Applying Limit with Order - Aster Execution Engine

Teradata Aster® Developer Guide

Product
Aster Execution Engine
Release Number
7.00.02
Published
July 2017
Language
English (United States)
Last Update
2018-04-13
dita:mapPath
xnl1494366523182.ditamap
dita:ditavalPath
Generic_no_ie_no_tempfilter.ditaval
dita:id
ffu1489104705746
lifecycle
previous
Product Category
Software

With SQL-MapReduce Collaborative Planning, you can add logic to your SQL-MapReduce function that, in response to a Planner request, applies limit if the function produces data in the desired order.

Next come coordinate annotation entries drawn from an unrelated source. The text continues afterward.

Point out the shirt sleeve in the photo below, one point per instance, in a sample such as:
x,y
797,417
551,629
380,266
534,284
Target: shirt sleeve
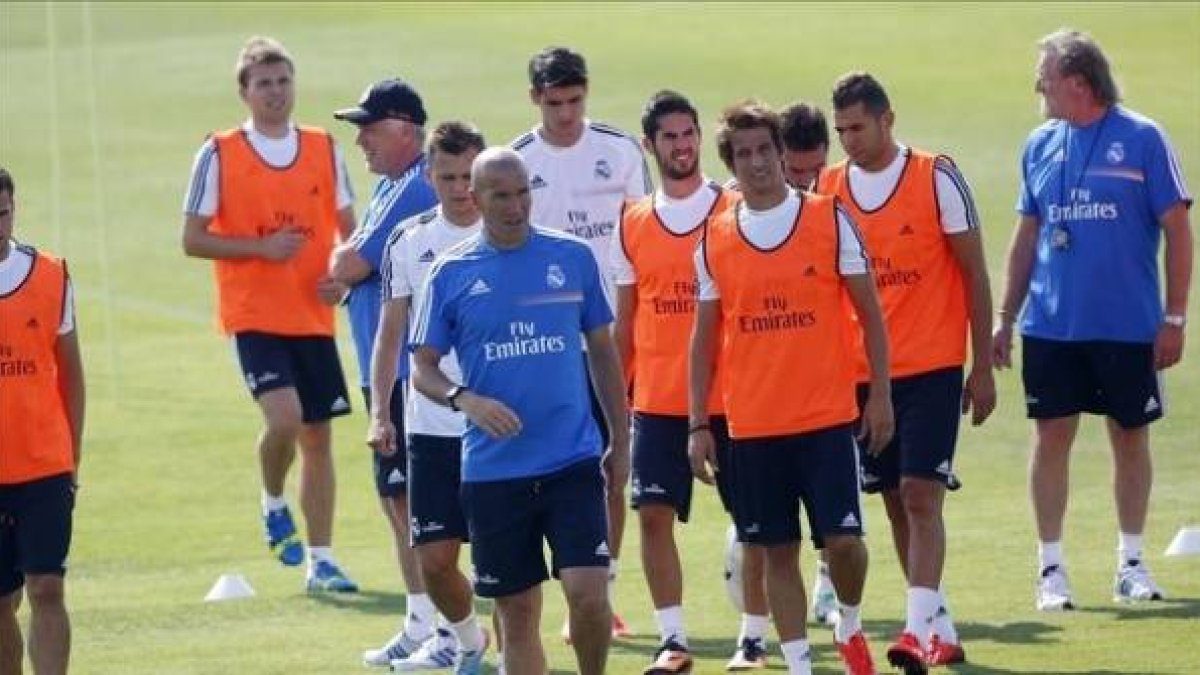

For example, consider this query, which retrieves the first 20 rows of session information ordered on userid and ts:

SELECT userid, ts, sessionid
FROM Sessionize(ON clickstream
  PARTITION BY userid
  ORDER BY ts
  TIMECOLUMN ('ts')
  TIMEOUT (60))
ORDER BY userid, ts
LIMIT 20;

Without SQL-MapReduce Collaborative Planning, the plan consists of the following steps:

  1. Execute the following query and store the output data in the temporary table tmp1:
    Sessionize (SELECT * FROM clickstream ORDER BY userid, ts)
  2. Sort the data in tmp1.
    SELECT * FROM tmp1 ORDER BY userid, ts LIMIT 20;
  3. Send the first 20 rows of data to the Queen from each vWorker.
  4. Return the first 20 rows of data to the application from the Queen.

However, with SQL-MapReduce Collaborative Planning logic added to the Sessionize function, it can respond to the Planner request by applying limit and returning the first 20 rows on each vWorker after executing the query in step 1. This allows the Planner to eliminate the expensive sort and limit step (see step2 above), resulting in a significant optimization, as shown in the following figure.

The function must produce output data in the same order that is expected by LIMIT (in this case, 'userid, ts'), in order for the limit pushdown to the function to be correct.
Limit with order example

Note that since each vWorker returns 20 rows to the Queen, the final limit application to choose the top 20 rows is needed.

During the planning time, an instance of the function is created on a randomly chosen vWorker. The runtime contract negotiation as well as planning contract negotiation happens between the Queen and the function’s instance.